By Associated Press - Monday, November 5, 2018

GRAND JUNCTION, Colo. (AP) - Mesa County’s top administrators received large pay raises this year while rank-and-file workers have seen only slight increases, if any, over the past several years, according to a recent analysis.

The Grand Junction Daily Sentinel’s analysis of county salaries over nearly five years also found that county officials intentionally kept discussions about employee pay away from the public and the media.

A computer database analysis of salaries for all county workers shows from commissioners on down, the county’s top three officials saw double-digit pay raises this year. The biggest one went to County Administrator Frank Whidden, whose annual salary rose from $131,000 a year to $180,000 in 2018, a 37 percent hike.

Following Whidden were County Attorney Pat Coleman and Public Works Director Pete Baier, who both received double-digit percentage increases. Coleman went from an annual salary of $140,000 a year to $159,996, a 14 percent jump, while Baier was making $125,321 and now earns $145,332 a year, a nearly 16 percent hike.

However, Whidden said there have been plenty of pay raises in recent years, most of which have come in the form of merit increases or bonus pay.

“There was a countywide bonus paid in December of 2017 and only five employees did not receive a bonus at that time,” he wrote in an email. “During the recession, the board authorized bonuses in some years and one countywide raise that mostly affected lower-wage staff in 2015 … an effort at the time to raise the bottom of the salary structure.”
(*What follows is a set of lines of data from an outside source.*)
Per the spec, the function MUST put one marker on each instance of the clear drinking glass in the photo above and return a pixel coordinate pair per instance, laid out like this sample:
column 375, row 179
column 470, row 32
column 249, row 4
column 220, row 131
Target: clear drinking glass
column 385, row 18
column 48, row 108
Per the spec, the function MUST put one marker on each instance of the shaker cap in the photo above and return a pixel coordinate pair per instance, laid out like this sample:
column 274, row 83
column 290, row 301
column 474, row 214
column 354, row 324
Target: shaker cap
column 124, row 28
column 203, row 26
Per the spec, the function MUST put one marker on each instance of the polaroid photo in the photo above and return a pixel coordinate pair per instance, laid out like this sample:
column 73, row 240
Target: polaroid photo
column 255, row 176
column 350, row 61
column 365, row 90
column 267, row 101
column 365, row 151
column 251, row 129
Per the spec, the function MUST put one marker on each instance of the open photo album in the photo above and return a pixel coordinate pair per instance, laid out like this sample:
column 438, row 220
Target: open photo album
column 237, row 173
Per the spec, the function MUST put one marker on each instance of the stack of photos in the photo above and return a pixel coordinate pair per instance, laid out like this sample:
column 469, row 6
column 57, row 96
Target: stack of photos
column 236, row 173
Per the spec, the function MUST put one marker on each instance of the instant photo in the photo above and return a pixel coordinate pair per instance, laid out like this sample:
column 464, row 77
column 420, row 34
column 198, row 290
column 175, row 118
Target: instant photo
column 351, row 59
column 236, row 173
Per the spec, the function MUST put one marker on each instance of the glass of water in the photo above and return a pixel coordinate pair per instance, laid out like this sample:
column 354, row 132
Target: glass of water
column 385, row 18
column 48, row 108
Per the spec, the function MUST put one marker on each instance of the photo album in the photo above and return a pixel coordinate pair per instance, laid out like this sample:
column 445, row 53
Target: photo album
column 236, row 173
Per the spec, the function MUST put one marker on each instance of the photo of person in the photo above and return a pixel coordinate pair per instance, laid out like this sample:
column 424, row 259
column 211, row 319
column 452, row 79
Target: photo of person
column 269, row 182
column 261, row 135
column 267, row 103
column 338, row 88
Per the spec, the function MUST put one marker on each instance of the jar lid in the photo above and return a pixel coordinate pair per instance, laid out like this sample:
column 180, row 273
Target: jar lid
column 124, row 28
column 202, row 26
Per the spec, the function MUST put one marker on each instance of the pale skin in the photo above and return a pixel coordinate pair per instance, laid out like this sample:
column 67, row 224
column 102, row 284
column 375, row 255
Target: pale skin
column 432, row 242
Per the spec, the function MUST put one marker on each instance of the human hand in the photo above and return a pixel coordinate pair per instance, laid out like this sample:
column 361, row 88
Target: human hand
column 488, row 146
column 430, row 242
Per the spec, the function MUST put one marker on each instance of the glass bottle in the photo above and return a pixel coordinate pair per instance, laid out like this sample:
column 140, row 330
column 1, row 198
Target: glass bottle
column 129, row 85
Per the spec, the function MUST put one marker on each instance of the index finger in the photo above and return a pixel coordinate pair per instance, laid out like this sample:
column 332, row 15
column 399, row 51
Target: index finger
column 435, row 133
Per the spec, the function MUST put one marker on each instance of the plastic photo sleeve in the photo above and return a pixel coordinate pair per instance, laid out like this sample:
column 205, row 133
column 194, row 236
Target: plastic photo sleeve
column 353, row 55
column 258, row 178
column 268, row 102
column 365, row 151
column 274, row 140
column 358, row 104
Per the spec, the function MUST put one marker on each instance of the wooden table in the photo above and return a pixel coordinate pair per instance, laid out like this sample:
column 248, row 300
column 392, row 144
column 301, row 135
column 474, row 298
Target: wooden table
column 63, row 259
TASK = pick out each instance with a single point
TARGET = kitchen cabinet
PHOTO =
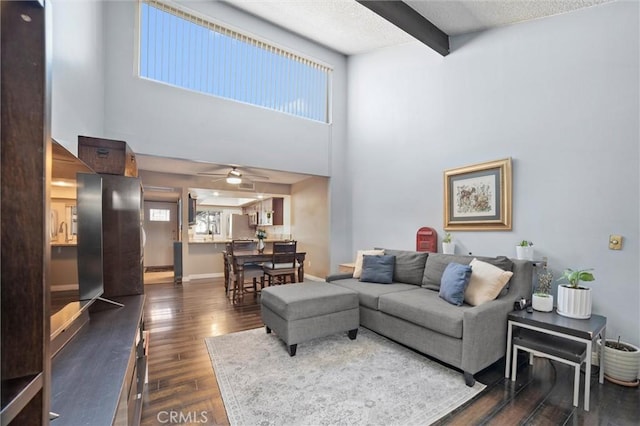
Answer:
(271, 212)
(108, 156)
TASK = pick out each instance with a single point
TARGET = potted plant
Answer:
(574, 301)
(543, 301)
(621, 362)
(524, 250)
(448, 246)
(261, 234)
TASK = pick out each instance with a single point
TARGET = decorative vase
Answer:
(542, 302)
(574, 302)
(448, 248)
(619, 364)
(524, 252)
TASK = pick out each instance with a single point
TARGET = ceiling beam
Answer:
(407, 19)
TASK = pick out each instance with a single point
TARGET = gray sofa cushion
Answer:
(437, 262)
(409, 266)
(425, 308)
(308, 299)
(369, 293)
(377, 269)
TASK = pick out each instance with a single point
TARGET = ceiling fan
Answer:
(234, 176)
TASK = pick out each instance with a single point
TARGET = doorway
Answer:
(161, 229)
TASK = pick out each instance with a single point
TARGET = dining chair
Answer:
(283, 263)
(251, 271)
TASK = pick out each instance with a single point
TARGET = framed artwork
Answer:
(478, 197)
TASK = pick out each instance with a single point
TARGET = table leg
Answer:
(508, 360)
(240, 278)
(301, 271)
(603, 339)
(587, 376)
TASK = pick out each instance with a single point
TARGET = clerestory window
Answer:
(188, 51)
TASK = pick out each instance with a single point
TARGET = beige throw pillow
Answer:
(485, 283)
(357, 270)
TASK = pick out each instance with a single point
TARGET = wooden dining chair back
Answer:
(283, 263)
(251, 272)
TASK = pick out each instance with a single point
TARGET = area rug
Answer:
(332, 381)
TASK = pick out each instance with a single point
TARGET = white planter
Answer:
(542, 303)
(524, 252)
(574, 302)
(449, 248)
(621, 365)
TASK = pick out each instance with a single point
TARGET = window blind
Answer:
(188, 51)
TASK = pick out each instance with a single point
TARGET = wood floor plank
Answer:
(182, 380)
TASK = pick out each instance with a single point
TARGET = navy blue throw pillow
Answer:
(454, 282)
(378, 269)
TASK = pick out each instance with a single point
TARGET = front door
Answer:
(161, 229)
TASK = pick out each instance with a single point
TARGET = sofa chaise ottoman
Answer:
(308, 310)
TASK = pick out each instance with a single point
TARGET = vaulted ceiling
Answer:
(349, 27)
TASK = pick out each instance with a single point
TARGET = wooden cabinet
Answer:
(271, 212)
(25, 185)
(108, 156)
(98, 378)
(193, 208)
(277, 205)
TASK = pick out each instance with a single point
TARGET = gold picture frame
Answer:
(478, 197)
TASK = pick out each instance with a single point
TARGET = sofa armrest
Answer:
(335, 277)
(484, 334)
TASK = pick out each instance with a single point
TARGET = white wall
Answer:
(77, 73)
(558, 95)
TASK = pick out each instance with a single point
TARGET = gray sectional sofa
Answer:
(410, 311)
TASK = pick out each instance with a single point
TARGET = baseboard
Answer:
(65, 287)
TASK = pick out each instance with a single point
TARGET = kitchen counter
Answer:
(268, 240)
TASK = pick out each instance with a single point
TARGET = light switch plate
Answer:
(615, 242)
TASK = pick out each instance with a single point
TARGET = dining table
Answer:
(241, 258)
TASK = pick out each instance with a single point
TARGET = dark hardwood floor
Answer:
(182, 382)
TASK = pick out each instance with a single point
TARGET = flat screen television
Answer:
(75, 225)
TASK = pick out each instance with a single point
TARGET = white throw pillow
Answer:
(357, 270)
(485, 283)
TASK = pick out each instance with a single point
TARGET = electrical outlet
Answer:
(615, 242)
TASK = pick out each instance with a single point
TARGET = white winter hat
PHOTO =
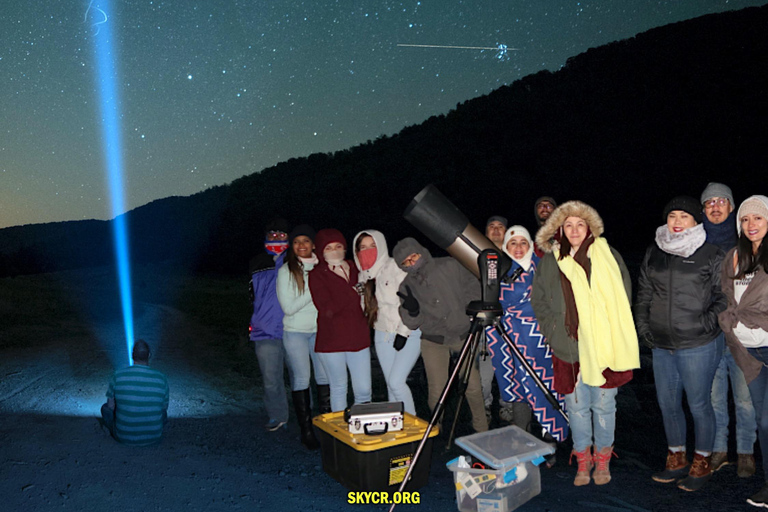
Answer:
(518, 230)
(753, 204)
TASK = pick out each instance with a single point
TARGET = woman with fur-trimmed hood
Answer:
(581, 297)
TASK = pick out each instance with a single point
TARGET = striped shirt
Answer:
(141, 402)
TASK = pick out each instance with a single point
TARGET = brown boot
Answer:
(746, 465)
(676, 468)
(602, 459)
(700, 473)
(584, 460)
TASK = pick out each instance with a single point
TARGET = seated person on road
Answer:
(137, 401)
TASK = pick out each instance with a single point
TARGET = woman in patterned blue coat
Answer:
(523, 329)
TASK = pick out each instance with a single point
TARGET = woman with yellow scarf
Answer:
(581, 297)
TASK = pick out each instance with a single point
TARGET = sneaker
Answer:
(719, 459)
(700, 473)
(760, 498)
(274, 425)
(507, 413)
(676, 468)
(746, 465)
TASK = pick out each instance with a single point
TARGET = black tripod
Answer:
(483, 314)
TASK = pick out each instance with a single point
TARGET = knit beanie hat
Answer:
(497, 218)
(327, 236)
(754, 204)
(686, 204)
(717, 190)
(301, 230)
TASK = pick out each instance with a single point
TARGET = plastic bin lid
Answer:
(504, 447)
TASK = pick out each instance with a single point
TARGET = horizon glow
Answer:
(109, 102)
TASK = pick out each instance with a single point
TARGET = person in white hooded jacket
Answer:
(397, 347)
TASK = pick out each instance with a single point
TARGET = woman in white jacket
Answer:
(300, 329)
(397, 347)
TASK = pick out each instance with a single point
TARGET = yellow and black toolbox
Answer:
(363, 462)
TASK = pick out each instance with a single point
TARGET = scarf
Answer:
(681, 244)
(724, 234)
(571, 312)
(606, 329)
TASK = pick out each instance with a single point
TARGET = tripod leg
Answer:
(463, 355)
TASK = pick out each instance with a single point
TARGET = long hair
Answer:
(369, 291)
(295, 268)
(748, 261)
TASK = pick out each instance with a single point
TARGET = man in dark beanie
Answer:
(720, 224)
(137, 401)
(267, 321)
(542, 209)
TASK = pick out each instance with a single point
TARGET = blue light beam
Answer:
(113, 154)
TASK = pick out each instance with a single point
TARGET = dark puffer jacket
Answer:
(443, 288)
(679, 298)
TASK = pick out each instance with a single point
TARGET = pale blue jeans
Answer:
(336, 365)
(269, 353)
(746, 426)
(592, 414)
(299, 351)
(397, 365)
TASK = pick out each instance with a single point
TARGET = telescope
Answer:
(435, 216)
(443, 223)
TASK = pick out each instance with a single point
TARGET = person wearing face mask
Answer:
(678, 300)
(515, 386)
(581, 297)
(745, 321)
(300, 330)
(343, 338)
(267, 321)
(397, 346)
(435, 294)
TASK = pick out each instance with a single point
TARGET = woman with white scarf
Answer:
(397, 347)
(678, 301)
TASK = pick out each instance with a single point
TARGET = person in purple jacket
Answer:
(267, 321)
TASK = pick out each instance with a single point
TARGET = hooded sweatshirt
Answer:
(443, 288)
(388, 276)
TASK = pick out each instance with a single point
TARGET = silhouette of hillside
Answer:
(624, 127)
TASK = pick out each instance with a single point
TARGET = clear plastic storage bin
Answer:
(511, 476)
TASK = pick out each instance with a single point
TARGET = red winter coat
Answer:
(341, 325)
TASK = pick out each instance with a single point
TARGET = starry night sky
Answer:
(211, 91)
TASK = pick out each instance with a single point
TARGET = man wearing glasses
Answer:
(720, 225)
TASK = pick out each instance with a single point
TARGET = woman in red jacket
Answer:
(343, 338)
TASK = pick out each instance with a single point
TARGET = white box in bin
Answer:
(511, 478)
(491, 498)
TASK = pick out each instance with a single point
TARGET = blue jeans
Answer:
(336, 365)
(746, 428)
(758, 388)
(692, 370)
(397, 365)
(270, 356)
(592, 413)
(299, 351)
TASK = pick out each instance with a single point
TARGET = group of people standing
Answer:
(702, 308)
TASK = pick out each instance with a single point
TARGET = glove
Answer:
(647, 340)
(410, 304)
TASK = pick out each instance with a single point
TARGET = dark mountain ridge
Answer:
(624, 127)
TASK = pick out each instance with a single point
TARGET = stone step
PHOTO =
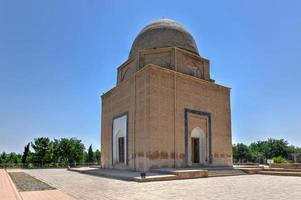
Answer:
(161, 177)
(184, 172)
(280, 173)
(233, 172)
(282, 170)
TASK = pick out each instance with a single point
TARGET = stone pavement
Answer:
(247, 187)
(7, 189)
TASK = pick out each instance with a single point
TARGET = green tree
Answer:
(25, 153)
(97, 156)
(90, 155)
(71, 151)
(241, 153)
(42, 150)
(3, 158)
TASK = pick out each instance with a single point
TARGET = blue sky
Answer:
(57, 58)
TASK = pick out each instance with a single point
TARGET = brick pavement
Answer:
(7, 189)
(247, 187)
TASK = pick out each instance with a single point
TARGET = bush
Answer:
(279, 159)
(30, 166)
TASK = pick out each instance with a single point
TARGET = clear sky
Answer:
(57, 58)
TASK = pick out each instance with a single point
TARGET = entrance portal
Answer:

A database supplied by the county showed only total pay for all workers combined, separating base pay with other one-time payments and comparing salaries from a single monthly pay period ending in early January 2015 with one monthly period last month. That database did not break down compensation by individual workers. Consequently, it was impossible to see just how much individual workers were making, or who received raises and who didn’t.